Diritti

“Un miliardo di fondi Ue in progetti che violano i diritti fondamentali”. Il rapporto di Bridge EU

Tra le cause anche "l'interpretazione restrittiva" di ciò che costituisce violazione da parte della Commissione europea, spesso basata sulle valutazioni delle stesse autorità nazionali responsabili dei programmi

A lanciare l’allarme è l’osservatorio indipendente sui diritti umani Bridge EU insieme a una rete di partner, in un rapporto che rivela come i fondi Ue vengano utilizzati per iniziative che violano i diritti fondamentali. Lo studio è parte del progetto FURI (EU Funds for Fundamental Rights), co-finanziato dall’Unione Europea per monitorare l’applicazione della Carta dei diritti fondamentali nell’utilizzo dei fondi europei e rafforzare la capacità degli attori istituzionali coinvolti di segnalare e affrontare le violazioni. Capacità sulla quale sembra esserci ancora molta strada da fare. Il rapporto denuncia che, nonostante i regolamenti Ue e l’esistenza di requisiti legali che impongono il rispetto dei diritti fondamentali, una somma stimata di circa 1,1 miliardi di euro è stata impiegata in progetti che violerebbero tali diritti in sei paesi membri: Bulgaria, Cechia, Grecia, Ungheria, Polonia e Romania.

La ricerca, che ha identificato 63 progetti, parla di un “modello” di violazione dei diritti finanziato dai fondi europei. Le vittime principali sono frequentemente le comunità Rom, le persone con disabilità e quelle con un background migratorio. Le aree di violazione spaziano dalla segregazione educativa e abitativa alla privazione della libertà e l’accesso limitato o nullo a servizi pubblici non segregati e di qualità. In Romania, l’utilizzo di fondi per la costruzione di container destinati all’alloggio di famiglie Rom è citato come caso di segregazione abitativa. In Bulgaria e Polonia sono stati finanziati progetti per la costruzione o ristrutturazione di grandi strutture residenziali o piccole case di gruppo per persone con disabilità, pratiche che secondo il rapporto contrastano con il diritto a vivere in modo indipendente nella comunità, che avrebbero portato anche a “gravi violazioni dei diritti fondamentali, inclusi tortura e maltrattamenti”, e avrebbe creato “gravi barriere nell’accesso ai sistemi di reclamo, alla rappresentanza legale e alla giustizia”, con questa “istituzionalizzazione” delle persone che affligge in modo sproporzionato i bambini e in particolare quelli appartenenti alle comunità Rom. Ma il rapporto parla anche di casi documentati di respingimenti di persone migranti finanziati da fondi Ue e delle condizioni nei centri di accoglienza, come quello a Samos in Grecia, che sollevano interrogativi sulla privazione della libertà e il mancato rispetto degli standard legali internazionali ed europei per i richiedenti asilo. Un altro esempio è un progetto a Nyíregyháza, in Ungheria, che avrebbe peggiorato la segregazione abitativa ed educativa per le comunità Rom. Peraltro l’unico caso dove, a seguito di una denuncia, la Commissione europea ha riconosciuto la violazione e sospeso i pagamenti. Ma dice il rapporto, si tratta di una rara eccezione.

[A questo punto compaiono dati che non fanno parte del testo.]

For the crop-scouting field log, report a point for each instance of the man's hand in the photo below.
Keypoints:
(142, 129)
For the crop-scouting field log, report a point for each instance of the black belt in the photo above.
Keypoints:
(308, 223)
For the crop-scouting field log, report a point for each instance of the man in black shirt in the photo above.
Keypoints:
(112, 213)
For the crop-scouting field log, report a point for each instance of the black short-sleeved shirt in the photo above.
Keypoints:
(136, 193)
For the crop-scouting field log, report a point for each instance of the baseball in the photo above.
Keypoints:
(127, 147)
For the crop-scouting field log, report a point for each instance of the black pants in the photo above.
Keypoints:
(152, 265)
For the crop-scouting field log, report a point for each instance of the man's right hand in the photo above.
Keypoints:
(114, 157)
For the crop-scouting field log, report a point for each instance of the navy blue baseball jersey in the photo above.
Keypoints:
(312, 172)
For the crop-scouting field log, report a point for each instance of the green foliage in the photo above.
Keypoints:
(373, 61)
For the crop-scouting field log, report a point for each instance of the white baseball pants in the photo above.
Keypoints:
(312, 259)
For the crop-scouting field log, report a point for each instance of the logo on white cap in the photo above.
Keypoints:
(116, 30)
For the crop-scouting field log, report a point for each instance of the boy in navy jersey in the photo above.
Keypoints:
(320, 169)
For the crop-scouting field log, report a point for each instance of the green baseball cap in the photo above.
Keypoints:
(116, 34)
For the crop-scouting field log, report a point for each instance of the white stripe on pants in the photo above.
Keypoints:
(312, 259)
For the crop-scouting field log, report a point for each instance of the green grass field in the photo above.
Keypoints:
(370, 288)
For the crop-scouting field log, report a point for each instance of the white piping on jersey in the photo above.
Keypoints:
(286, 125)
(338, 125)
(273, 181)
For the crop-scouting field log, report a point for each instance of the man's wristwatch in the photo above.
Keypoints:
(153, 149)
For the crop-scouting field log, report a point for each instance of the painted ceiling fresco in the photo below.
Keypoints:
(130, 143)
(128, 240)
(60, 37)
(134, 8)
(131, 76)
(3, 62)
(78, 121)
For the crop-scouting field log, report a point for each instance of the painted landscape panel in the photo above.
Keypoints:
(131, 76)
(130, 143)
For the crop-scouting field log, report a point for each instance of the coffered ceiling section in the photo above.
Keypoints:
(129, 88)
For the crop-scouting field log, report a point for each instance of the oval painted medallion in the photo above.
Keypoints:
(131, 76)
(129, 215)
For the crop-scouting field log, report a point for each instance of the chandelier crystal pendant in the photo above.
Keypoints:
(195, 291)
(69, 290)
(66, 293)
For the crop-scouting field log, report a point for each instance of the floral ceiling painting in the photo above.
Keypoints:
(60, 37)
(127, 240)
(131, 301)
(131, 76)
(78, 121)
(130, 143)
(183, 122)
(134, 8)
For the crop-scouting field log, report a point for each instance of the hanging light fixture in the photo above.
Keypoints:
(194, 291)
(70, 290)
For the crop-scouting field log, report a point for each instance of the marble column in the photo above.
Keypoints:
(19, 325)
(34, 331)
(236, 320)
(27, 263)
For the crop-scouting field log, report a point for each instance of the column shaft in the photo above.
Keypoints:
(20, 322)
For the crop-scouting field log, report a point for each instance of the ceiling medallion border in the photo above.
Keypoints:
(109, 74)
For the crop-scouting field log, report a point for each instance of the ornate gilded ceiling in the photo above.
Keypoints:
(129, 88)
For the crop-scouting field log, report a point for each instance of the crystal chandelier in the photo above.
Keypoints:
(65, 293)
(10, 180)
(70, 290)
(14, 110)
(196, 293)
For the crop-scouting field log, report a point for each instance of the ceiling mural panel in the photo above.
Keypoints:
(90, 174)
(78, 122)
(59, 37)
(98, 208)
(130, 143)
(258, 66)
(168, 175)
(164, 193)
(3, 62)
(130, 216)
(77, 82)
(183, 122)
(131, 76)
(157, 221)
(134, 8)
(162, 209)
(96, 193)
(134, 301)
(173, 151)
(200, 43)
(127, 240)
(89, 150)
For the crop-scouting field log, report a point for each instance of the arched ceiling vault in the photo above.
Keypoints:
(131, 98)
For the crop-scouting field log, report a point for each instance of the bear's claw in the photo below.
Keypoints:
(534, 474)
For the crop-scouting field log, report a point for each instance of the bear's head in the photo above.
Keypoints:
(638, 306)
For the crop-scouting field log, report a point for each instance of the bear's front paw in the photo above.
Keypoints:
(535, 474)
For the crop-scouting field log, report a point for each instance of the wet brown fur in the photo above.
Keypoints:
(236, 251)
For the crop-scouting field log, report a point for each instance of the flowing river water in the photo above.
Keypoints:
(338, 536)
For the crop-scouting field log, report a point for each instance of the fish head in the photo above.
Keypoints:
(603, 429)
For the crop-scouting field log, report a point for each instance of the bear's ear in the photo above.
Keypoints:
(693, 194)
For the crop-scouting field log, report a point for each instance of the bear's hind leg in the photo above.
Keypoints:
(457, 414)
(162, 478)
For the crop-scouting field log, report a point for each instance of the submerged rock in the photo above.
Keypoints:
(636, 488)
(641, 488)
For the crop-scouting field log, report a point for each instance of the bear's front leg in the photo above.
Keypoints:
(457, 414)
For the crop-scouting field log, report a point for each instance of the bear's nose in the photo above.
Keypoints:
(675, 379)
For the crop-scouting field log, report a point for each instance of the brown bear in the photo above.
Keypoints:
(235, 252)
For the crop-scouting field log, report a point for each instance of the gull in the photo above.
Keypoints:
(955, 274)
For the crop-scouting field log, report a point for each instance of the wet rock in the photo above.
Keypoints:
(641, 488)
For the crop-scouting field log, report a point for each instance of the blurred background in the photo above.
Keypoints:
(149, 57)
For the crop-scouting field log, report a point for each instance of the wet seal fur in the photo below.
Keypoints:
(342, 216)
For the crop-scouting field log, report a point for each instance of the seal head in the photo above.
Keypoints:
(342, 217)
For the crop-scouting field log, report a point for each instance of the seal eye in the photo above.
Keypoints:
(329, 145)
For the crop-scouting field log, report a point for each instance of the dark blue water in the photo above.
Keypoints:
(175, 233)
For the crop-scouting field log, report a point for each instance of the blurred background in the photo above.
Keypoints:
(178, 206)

L’analisi, infatti, non si limita a elencare le violazioni, analizzandone le “cause sistemiche“. Problema chiave è il “basso livello di comprensione dei requisiti sui diritti fondamentali da parte di molti stakeholder”, comprese le autorità pubbliche, sia a livello nazionale che europeo. Scarsa consapevolezza che si traduce spesso in una errata interpretazione o addirittura una “lettura deliberatamente distorta” delle definizioni legali di segregazione o istituzionalizzazione. Viene evidenziata anche una reazione insufficiente o del tutto assente da parte delle autorità nazionali ed europee di fronte alle violazioni segnalate. Il meccanismo di “gestione condivisa” dei fondi tra Commissione europea e Stati membri, sebbene previsto dalla normativa, crea ambiguità sulle responsabilità (“guerra di competenze”), portando a negligenza nell’affrontare le violazioni e, di fatto, a una situazione di impunità per i responsabili. La prova sarebbe proprio nell’analisi delle denunce esaminate dalla Commissione, ottenute tramite richieste di accesso agli atti, che rivela come la Commissione stessa tenda ad adottare un’interpretazione restrittiva di ciò che costituisce violazione dei diritti fondamentali, spesso basandosi sulle valutazioni delle stesse autorità nazionali responsabili dei programmi, creando così un potenziale conflitto di interessi. La mancanza di sanzioni o azioni di follow-up nella quasi totalità delle denunce esaminate – dice il rapporto – “è un dato particolarmente preoccupante”. Problemi che, insieme alla mancanza di dati disaggregati e di meccanismi di attuazione efficaci, “ostacolano la capacità di identificare, prevenire e porre rimedio” alle violazioni nell’uso dei fondi Ue.